High-low-level overview:

The overall structure of the proposed layer is covered well in figures (1) and (2). Abstracted less, a given layer is composed of three parts: A query network, a key selection module, and a value lookup table. It first computes the query that is compared to the product keys. For each product key, it computes a score, and selects the top \(k\) product keys. These top \(k\) are then weighted by the normalized score (softmax). All the parameters of the memory are trainable, yet only \(k\) memory slots are updated each input. The sparse selection and parameter updates are where the computational efficiency lie.

Query generation:

The function \(q: x \rightarrow q(x) \in \mathbb{R}^{d_q}\), referred to as the query network, maps the \(d\)-dimensional input to a latent space of dimensionallity \(d_q\). Typically, \(q\) is a linear mapping or a multi-layer ANN that reduces the dimensionality from \(d = 1024\) to \(d_q = 512\). The keys themselves are randomly initialized uniformly across this space.

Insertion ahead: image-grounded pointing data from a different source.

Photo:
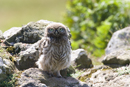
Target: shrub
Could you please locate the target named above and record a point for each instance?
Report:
(92, 22)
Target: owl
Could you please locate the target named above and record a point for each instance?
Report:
(54, 49)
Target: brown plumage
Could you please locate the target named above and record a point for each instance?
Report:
(55, 49)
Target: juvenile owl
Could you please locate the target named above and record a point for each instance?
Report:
(55, 49)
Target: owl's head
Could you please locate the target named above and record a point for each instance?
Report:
(57, 30)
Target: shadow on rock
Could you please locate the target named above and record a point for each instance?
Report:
(38, 78)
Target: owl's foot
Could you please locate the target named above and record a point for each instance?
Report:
(57, 74)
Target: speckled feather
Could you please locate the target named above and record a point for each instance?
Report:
(54, 51)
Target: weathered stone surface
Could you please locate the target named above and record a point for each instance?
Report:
(6, 68)
(119, 40)
(80, 59)
(30, 33)
(107, 77)
(118, 49)
(117, 58)
(39, 77)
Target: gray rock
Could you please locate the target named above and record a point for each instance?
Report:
(35, 76)
(107, 77)
(118, 49)
(117, 58)
(80, 59)
(119, 40)
(30, 33)
(6, 67)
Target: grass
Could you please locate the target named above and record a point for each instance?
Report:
(15, 13)
(123, 70)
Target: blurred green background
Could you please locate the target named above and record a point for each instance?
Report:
(92, 22)
(15, 13)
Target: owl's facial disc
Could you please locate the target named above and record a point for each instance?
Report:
(51, 30)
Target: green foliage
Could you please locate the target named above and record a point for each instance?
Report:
(92, 22)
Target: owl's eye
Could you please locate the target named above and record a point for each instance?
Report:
(61, 29)
(51, 30)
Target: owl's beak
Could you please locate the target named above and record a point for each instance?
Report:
(56, 32)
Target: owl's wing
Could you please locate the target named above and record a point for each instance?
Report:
(43, 43)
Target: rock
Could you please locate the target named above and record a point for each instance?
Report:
(30, 33)
(6, 67)
(120, 40)
(118, 58)
(118, 49)
(107, 77)
(80, 59)
(34, 76)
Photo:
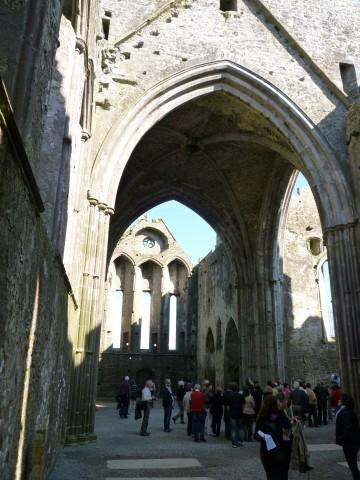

Key assignment and weighting:

Let \(\mathcal{T}_k\) denote the top-k operator. Given a set of keys \(\mathcal{K} = \{ k_1, ..., k_{\vert \mathcal{K} \vert} \}\), composed of \(\vert \mathcal{K} \vert\) \(d_q\) dimensional vectors, and an input \(x\), we select the top \(k\) keys maximizing the inner product (dot product) of the keys with the query \(q(x)\):

  1. \[\mathcal{I = T}_k \big( q(x)^Tk_i \big)\]
  2. \[w = \text{Softmax} \big( (q(x)^T k_i)_{i \in \mathcal{I}} \big)\]
  3. \[m(x) = \sum_{i \in \mathcal{I}} w_i v_i\]

where \(v_i\) is the given memory for a key.

Operations (2) and (3) only depend on the top-\(k\) indices, however, (1) is an exhaustive search. To make this more computationally efficient, they split a given query into \(sub\)-querys, each with half the original dimension. The codebook is also initialized in 2 different sections, the sub-queries are mapped to keys in both sections, creating “candidate keys" (figure 2), before the true top-\(k\) are selected. This trick reduces the number of operations by \(\sim 10^3\) at \(\vert \mathcal{K} \vert = 1024^2\).

The memory layers are optimized via traditional gradient descent.

Figure 2

Figure 3

Uses:

The main use of this algorithm is when, by god, you want to be able to overfit. That may seem like a bad use, but for many huge datasets (mostly NLP), you actually run into problems where models are unable to overfit well due to a lack of capacity; ergo, the models most likely also are underfitting normally.

These huge memory layers let the model have more capacity, yet don’t let them overfit extremely easily in normal training. Empirically, they note that even with huge memory layer sizes, on large datasets, overfitting is not noticed.

This method is sadly only usable with huge amounts of RAM available, however, in that case, it shines.

Conclusion:

If you need the ability to overfit, regardless of dataset size, look to this technique. It increases model capacity a huge amount, and assuming you have the memory available, also speeds up both inference and training, in addition to performance.